Wasn't he supposed to be the lucky one?

"I did not understand," Dawson said. "I had an awful guilty feeling. Then somebody [years later] – I didn't have any counseling – said, 'Hell, it was shame.' And it was. It was shame I was feeling. I was almost ashamed I wasn't with the other coaches.

"I can't explain it. It was somewhere between guilt and shame."

He paused again. Red Dawson still is a tough guy. He owns his own construction company in West Virginia. At 63, he still is up at 4:15 every morning. But this is 2006. He isn't 27 anymore. He understands now that he has feelings.

"I didn't know anything then about – what do they call it? – 'survivors' guilt?' "

He had it big time, and the nightmares started soon and didn't stop. Actually, it was one nightmare that just kept recurring. Dawson never can remember the details, only the sick feeling it woke him with. It lasted for four, five years. He never told anyone about it. You just didn't back then. It would sound selfish.

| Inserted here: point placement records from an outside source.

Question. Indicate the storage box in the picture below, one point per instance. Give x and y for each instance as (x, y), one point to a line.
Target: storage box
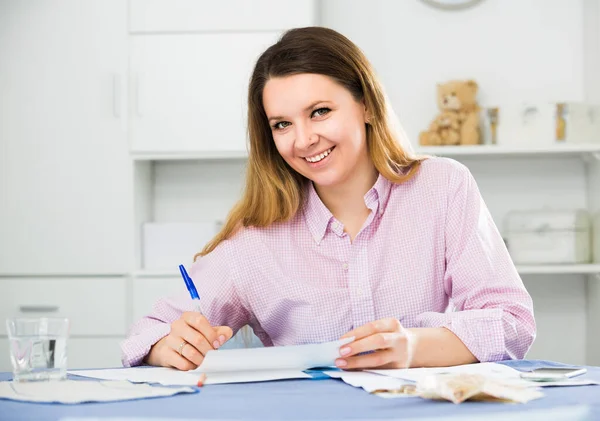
(547, 124)
(167, 245)
(596, 237)
(549, 236)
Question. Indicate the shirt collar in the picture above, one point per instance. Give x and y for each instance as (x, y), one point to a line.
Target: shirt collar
(318, 217)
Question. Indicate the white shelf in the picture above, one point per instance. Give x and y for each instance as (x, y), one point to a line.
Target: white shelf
(156, 273)
(187, 155)
(504, 151)
(583, 269)
(559, 269)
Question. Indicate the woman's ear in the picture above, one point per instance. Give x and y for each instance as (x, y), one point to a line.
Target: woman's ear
(366, 112)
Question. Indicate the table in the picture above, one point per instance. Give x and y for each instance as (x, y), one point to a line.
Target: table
(317, 399)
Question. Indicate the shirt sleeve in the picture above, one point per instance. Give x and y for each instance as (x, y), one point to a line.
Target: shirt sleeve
(493, 314)
(215, 278)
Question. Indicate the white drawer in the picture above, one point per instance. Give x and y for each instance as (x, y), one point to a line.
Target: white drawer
(194, 15)
(147, 290)
(95, 306)
(81, 353)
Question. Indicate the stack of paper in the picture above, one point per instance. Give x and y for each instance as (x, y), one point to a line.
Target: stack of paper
(235, 366)
(73, 392)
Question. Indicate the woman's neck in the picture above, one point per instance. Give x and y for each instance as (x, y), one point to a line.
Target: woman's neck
(346, 201)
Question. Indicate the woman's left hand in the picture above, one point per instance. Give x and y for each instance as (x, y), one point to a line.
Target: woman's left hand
(387, 344)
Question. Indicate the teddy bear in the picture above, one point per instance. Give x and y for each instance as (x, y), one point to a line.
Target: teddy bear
(458, 120)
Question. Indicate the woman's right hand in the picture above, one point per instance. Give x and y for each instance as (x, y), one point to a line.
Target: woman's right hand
(191, 337)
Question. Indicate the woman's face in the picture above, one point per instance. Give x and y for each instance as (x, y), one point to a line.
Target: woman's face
(318, 127)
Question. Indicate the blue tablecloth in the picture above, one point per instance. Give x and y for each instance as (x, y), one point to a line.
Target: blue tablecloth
(317, 399)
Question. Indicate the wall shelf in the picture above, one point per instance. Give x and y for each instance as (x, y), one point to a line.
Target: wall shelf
(189, 155)
(584, 269)
(495, 151)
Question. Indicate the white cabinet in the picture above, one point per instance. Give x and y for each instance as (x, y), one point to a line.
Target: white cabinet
(190, 91)
(94, 306)
(147, 290)
(223, 15)
(81, 353)
(65, 183)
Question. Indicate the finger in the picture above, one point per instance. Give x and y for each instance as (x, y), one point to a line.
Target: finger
(383, 325)
(373, 360)
(374, 342)
(174, 360)
(201, 324)
(192, 354)
(194, 338)
(224, 333)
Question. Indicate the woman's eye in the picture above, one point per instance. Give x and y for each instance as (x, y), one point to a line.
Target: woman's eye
(281, 125)
(320, 112)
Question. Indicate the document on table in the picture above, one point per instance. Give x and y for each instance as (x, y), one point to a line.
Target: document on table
(491, 370)
(73, 392)
(235, 366)
(370, 382)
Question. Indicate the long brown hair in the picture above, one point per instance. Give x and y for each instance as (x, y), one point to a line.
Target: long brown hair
(274, 191)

"I went through some hellacious times," he said. "But I didn't know anything else to do. I kept it penned up."


Dawson hasn't seen "We Are Marshall," the Warner Bros. film due out Dec. 22 that details the tragedy and subsequent rebirth of Marshall football the following season, in which Dawson was an assistant coach before quitting football for good.

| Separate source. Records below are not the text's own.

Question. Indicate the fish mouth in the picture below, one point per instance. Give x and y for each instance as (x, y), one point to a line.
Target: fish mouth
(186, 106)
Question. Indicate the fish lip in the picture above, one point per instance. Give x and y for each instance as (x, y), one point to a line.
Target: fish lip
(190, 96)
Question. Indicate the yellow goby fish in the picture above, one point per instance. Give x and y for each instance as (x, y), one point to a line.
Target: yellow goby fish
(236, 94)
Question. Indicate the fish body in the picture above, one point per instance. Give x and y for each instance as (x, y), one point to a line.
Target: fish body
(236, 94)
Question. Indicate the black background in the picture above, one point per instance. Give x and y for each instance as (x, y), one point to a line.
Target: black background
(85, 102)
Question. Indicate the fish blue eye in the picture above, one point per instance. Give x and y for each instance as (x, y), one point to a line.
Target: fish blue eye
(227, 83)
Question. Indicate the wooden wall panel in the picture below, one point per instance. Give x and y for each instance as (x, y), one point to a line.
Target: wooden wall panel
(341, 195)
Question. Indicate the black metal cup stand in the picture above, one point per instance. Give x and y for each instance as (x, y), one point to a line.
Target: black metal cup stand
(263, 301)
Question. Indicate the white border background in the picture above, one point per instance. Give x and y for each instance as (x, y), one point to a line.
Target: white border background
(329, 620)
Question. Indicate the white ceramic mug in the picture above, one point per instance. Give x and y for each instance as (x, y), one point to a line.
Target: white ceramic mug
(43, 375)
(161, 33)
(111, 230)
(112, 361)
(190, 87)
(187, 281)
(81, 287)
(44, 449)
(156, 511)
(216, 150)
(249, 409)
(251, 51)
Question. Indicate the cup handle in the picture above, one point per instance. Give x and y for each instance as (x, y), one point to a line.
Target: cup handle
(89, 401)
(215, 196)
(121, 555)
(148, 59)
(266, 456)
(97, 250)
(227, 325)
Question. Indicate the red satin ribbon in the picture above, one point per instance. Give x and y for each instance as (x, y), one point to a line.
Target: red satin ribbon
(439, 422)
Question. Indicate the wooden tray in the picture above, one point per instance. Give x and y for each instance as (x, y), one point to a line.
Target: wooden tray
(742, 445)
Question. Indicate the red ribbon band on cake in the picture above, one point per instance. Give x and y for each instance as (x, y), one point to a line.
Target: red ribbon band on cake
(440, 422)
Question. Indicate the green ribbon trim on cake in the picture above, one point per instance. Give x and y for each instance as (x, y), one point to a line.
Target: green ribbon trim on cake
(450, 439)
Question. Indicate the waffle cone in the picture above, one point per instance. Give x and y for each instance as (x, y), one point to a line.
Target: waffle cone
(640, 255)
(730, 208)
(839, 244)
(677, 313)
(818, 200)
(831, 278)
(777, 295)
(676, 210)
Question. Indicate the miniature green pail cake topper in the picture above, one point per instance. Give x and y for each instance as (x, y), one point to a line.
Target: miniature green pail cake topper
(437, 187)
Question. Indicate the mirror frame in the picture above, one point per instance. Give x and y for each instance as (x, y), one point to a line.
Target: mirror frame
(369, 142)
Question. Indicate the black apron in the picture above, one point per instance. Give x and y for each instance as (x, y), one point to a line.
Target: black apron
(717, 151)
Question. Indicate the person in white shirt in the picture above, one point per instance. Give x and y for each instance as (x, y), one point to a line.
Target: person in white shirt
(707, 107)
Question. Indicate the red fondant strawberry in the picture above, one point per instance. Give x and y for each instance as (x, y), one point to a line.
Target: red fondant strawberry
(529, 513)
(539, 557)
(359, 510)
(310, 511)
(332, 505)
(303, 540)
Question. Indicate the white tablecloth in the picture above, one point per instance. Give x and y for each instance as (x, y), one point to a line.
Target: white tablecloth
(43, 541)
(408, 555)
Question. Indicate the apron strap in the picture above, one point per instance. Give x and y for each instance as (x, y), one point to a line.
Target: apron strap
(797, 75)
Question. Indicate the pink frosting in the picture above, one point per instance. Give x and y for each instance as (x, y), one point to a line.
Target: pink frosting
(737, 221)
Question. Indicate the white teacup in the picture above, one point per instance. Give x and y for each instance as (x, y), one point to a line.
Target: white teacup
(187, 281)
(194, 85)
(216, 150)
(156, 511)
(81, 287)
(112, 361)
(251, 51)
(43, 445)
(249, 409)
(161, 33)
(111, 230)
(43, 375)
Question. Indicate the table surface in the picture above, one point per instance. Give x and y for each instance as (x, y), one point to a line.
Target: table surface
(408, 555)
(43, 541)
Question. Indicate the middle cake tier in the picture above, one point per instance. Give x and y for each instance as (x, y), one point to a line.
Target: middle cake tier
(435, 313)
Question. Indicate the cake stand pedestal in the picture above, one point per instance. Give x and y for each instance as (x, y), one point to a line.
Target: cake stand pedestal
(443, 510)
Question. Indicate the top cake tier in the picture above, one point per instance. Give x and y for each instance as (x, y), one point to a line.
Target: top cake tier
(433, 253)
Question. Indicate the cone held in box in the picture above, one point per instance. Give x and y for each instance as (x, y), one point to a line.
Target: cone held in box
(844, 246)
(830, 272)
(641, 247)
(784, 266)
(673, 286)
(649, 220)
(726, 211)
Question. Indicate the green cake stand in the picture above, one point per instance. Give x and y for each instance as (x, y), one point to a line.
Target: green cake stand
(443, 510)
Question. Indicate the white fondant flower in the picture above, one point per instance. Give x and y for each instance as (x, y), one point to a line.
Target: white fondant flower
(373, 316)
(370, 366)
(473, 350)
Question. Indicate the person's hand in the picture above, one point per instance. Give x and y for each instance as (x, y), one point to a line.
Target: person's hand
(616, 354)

He said he had turned away from the commercials. He didn't read many press accounts. But already it had changed his life.

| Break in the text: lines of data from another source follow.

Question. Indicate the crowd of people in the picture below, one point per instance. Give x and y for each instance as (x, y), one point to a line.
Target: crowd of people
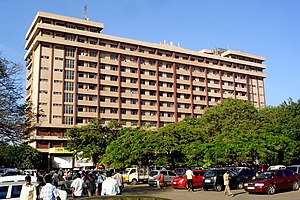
(83, 183)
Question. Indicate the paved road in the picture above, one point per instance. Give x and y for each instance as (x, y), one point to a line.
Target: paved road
(170, 193)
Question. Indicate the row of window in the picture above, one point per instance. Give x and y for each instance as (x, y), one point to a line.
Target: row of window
(70, 52)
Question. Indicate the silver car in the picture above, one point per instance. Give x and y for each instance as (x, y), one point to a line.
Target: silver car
(168, 176)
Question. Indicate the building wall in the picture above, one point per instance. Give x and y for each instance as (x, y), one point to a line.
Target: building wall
(75, 74)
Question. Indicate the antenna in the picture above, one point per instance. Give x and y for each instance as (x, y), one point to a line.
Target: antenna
(84, 12)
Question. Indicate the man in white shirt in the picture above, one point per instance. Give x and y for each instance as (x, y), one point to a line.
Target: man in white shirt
(119, 179)
(77, 186)
(110, 186)
(28, 190)
(189, 176)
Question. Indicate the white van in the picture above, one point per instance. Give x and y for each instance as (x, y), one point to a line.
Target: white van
(276, 167)
(295, 168)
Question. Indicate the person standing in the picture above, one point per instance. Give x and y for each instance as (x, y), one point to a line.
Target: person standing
(28, 190)
(100, 180)
(77, 186)
(49, 191)
(189, 176)
(119, 179)
(39, 187)
(110, 186)
(226, 178)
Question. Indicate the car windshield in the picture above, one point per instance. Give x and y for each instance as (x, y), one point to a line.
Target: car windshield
(153, 173)
(126, 171)
(210, 173)
(266, 175)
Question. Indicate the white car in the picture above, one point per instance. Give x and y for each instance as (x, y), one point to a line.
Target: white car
(12, 190)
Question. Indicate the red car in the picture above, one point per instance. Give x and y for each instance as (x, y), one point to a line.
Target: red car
(271, 181)
(181, 182)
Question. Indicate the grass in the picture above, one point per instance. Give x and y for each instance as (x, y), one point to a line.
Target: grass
(125, 198)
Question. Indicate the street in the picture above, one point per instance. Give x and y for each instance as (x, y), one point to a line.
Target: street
(181, 194)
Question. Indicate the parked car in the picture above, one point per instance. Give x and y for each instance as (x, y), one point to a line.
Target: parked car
(12, 190)
(271, 181)
(295, 168)
(244, 174)
(180, 171)
(168, 176)
(181, 182)
(213, 179)
(3, 170)
(276, 167)
(14, 176)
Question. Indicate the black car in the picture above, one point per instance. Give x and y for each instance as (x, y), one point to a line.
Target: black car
(213, 179)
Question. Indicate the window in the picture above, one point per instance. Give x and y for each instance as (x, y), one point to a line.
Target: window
(92, 98)
(70, 52)
(102, 76)
(169, 94)
(113, 88)
(113, 100)
(133, 101)
(102, 66)
(170, 114)
(102, 99)
(113, 67)
(152, 73)
(152, 83)
(133, 80)
(69, 74)
(69, 86)
(152, 93)
(92, 75)
(79, 97)
(113, 110)
(169, 85)
(68, 120)
(113, 57)
(134, 112)
(133, 70)
(69, 63)
(152, 113)
(123, 79)
(93, 54)
(68, 97)
(113, 78)
(68, 109)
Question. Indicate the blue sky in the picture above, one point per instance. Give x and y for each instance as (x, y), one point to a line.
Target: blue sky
(270, 28)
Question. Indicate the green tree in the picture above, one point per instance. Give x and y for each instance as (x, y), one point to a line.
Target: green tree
(22, 156)
(132, 147)
(173, 138)
(237, 147)
(91, 140)
(229, 115)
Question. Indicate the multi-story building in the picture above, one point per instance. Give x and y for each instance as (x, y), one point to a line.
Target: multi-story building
(75, 73)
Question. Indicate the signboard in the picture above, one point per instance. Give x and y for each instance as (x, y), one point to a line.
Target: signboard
(62, 162)
(61, 150)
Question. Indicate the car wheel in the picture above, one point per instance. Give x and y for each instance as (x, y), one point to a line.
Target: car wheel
(187, 186)
(271, 189)
(296, 185)
(241, 185)
(218, 188)
(134, 182)
(63, 187)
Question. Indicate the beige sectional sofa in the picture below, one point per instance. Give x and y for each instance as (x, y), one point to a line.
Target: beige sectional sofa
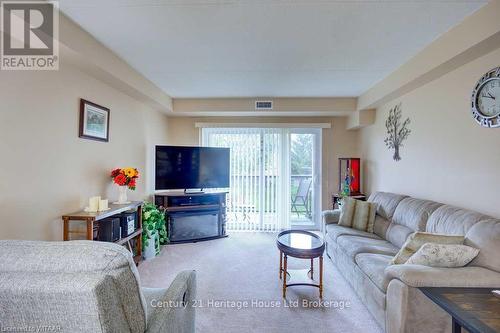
(390, 292)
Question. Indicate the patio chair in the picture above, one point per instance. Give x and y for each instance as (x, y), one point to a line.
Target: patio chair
(302, 196)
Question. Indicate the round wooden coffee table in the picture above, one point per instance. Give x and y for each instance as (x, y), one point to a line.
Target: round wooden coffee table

Dawson never got counseling back in 1970, and he hasn't gotten it now, at least not professionally. But a strange thing happened through talks with the screenwriter, the director, the producers and now the media.

All those terrible feelings that have haunted him all these years have slowly faded. All that guilt and shame has started to wane.

It wasn't what he thought would happen. When the movie talk came up again, so did the memories. One night, he was up at his hunting cabin, where these days he mostly drinks beer and watches football, and for the first time in years he had that same old nightmare again. All of a sudden it was 1970.

"I thought, 'I'm not talking. We're not going to resurrect this crap.' "

But he did wind up talking and talking and talking out of respect for the memory of the dead. The movie would immortalize them. It was important. And then, who would have thunk it, but a big tough guy like Red Dawson found solace in talking it out with these Hollywood people, these movie people, including a director named, of all things, "McG."

"Since I've been asked a lot of questions, talking with the people associated with Warner Bros., talking to a lot of people, it has really been very healthy," Dawson said. "The making of the movie has been very healthy. I'm addressing it.

"The movie has already done me a lot of good. I can't see how it can be a negative thing. If the nightmare comes back one more time, what the heck? It's so much easier for me to talk about it now."

He's wary of that, too, of course. This whole "feelings" thing is all new and not entirely comfortable. He's worried it comes off all wrong.

"When you write this up, it's going to sound like I'm seeking some kind of sympathy," Dawson said. "I'm not. I'm just telling you."

Warner Bros. has rented a motel room in Huntington for Dawson where he can watch the movie alone, as many times as he wants. He expects to cry. He expects to feel a tidal wave of emotion. He expects, well, he expects the worst. And the best.

He's hoping after about three viewings he'll be able to give a speech at the memorial site Tuesday, his first ever, without crying.

"Before there was no way I could get through it," he said. "I might be emotional. I don't know. But I've got my speech with what I need to say."

The old linebacker went back to pausing, thinking about how a movie has changed so much about the event in his life that changed so much. Those 75 people never are coming back – good men, good women, good kids. That tragedy never will wash away.

But one old victim finally is healing.

"I'm going to be OK," he said, confidently now. "I'm going to be OK."